But the volume of public commentary greatly diminished in recent decades as politicians concluded that pressuring the Fed was counterproductive. The administrations of Presidents Bill Clinton, George W. Bush and Barack Obama all made a policy of silence on monetary policy.
Krishna Guha, the head of the central bank strategy team at Evercore ISI, said he did not expect Mr. Trump’s remarks to influence the Fed, and he saw no evidence that markets were paying attention. But he added that if Mr. Trump did succeed, he would most likely regret doing so.
If Mr. Trump’s attacks convince markets that the Fed may move more slowly, or show greater tolerance of inflation, bond yields would rise, which would put further downward pressure on equity prices.
Still, Mr. Guha — formerly a senior official at the Federal Reserve Bank of New York — said that the president’s criticisms were not good for the central bank or the future conduct of economic policy.

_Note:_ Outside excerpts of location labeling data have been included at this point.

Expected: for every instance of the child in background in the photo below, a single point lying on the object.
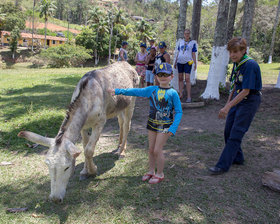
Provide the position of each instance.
(140, 59)
(161, 125)
(123, 52)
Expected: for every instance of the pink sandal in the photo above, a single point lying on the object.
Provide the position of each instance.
(155, 179)
(147, 176)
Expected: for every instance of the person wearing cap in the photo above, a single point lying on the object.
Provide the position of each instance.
(162, 123)
(161, 57)
(185, 59)
(242, 104)
(150, 62)
(123, 52)
(140, 60)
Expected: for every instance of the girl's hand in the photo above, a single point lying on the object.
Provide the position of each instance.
(223, 112)
(111, 91)
(169, 133)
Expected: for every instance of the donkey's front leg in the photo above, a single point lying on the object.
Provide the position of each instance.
(90, 168)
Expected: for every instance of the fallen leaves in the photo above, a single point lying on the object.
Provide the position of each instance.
(16, 210)
(4, 163)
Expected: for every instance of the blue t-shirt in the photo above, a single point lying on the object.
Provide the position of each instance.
(162, 103)
(249, 76)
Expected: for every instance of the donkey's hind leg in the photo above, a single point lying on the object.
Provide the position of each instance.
(90, 168)
(128, 113)
(120, 121)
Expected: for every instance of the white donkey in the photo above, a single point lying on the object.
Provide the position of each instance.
(90, 107)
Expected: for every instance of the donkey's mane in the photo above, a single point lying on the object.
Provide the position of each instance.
(71, 109)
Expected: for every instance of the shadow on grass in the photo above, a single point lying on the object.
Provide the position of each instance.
(18, 104)
(71, 80)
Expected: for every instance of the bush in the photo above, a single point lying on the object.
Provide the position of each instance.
(256, 55)
(65, 55)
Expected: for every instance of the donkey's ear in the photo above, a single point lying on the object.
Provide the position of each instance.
(36, 138)
(72, 149)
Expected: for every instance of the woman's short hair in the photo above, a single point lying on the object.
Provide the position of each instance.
(237, 43)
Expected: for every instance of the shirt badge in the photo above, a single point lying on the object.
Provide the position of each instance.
(161, 94)
(240, 78)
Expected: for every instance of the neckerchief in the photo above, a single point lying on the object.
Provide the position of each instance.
(235, 70)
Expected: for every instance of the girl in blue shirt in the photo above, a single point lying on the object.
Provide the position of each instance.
(161, 122)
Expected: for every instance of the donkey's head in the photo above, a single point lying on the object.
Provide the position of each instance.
(60, 159)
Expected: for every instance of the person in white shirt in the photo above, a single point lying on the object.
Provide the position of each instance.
(185, 59)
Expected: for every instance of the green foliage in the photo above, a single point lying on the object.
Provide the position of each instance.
(87, 38)
(256, 55)
(65, 55)
(47, 8)
(11, 16)
(205, 50)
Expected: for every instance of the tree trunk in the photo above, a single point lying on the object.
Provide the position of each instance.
(182, 19)
(195, 33)
(278, 81)
(220, 57)
(95, 50)
(196, 19)
(231, 18)
(110, 40)
(181, 25)
(45, 33)
(116, 44)
(273, 34)
(249, 8)
(193, 74)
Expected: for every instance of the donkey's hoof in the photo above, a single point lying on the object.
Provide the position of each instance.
(121, 156)
(85, 176)
(116, 151)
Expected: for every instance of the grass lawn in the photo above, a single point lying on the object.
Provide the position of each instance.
(36, 100)
(269, 72)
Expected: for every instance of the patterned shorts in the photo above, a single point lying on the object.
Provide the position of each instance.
(141, 70)
(158, 125)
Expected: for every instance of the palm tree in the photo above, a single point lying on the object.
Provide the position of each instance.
(145, 30)
(119, 20)
(273, 34)
(196, 19)
(33, 25)
(181, 26)
(249, 9)
(278, 81)
(95, 14)
(231, 18)
(220, 57)
(47, 8)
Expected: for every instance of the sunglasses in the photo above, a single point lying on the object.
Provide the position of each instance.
(163, 75)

“You never want to be in a position where some part of society doesn’t just question whether you made the right call or not, but whether you made that call in the public interest,” he said.
Mr. Trump’s aides have sought to play down his broadsides. Larry Kudlow, the president’s top economic adviser, said Mr. Trump was just offering his two cents. “I don’t think he’s ‘calling out the Fed,’ quote unquote,” Mr. Kudlow told reporters outside the White House on Thursday morning. “I really mean this. I think he’s giving you his opinion. He is a, obviously, successful businessman, he’s a very well-informed investor. He has his views. But he’s not saying to them, ‘Change your plan.’”
Mr. Kudlow added, “He knows the Fed is independent, and he respects that.”
Mr. Trump’s criticisms appear strangely at odds with the way he has handled the most powerful means at his disposal to influence monetary policy. Since taking office less than two years ago, he has had the unusual opportunity to fill six of the seven seats on the Fed’s board of governors.